I'm at the PNSQC conference this week, and gave a talk where I said pragmatic project managers select a life cycle that manages the big risks for them, so they can pay attention to the other risks. At some point, I said, "If you ever hear:"
- If we could just get the requirements right
- If we could just get the architecture right
- If we could just get the design right
- If we could just get the testing right
Anything you hear that starts "If we could just" and ends in getting something right means you are not choosing a life cycle that manages the risks you have. That's a project smell.
Some projects are big, risky, complex, scary, whatever. You still have to do them. But you can choose which risks you can allow your life cycle to manage for you.
Serial life cycles originally existed to manage cost. You were supposed to re-estimate the project after each phase to decide if you wanted to continue. We haven't done that since the '70s. Now, serial life cycles don't manage any risks for you, as an inherent part of the life cycle.
Iterative life cycles manage technical risk because they provide experience with building pieces of the product.
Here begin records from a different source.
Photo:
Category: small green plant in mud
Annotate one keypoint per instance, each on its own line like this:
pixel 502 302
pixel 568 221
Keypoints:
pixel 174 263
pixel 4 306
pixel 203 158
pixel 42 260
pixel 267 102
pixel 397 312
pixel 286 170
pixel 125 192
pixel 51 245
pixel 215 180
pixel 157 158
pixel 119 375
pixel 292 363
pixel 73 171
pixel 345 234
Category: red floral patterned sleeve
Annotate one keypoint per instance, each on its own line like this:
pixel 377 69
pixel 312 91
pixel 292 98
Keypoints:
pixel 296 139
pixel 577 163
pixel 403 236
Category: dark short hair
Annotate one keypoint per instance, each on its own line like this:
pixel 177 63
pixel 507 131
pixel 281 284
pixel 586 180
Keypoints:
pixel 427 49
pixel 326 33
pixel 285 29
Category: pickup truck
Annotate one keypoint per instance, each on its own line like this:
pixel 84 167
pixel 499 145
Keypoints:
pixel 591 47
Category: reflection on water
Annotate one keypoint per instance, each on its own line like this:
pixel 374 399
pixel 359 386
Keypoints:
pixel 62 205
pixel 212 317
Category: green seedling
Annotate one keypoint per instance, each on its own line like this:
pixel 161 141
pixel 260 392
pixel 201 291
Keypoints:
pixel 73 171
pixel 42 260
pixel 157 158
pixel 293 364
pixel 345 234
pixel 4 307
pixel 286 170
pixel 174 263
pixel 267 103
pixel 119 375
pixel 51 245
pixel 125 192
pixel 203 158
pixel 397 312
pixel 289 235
Incremental life cycles manage schedule risk because they have people work in feature chunks, integrating and testing as you go. Agile life cycles manage both technical and schedule risk because they allow you to gain experience with the features inside a timebox, so you always know how long and how risky things are to do.
If you find yourself saying "If we just...", you have a project smell of some sort. Make sure it's not your life cycle.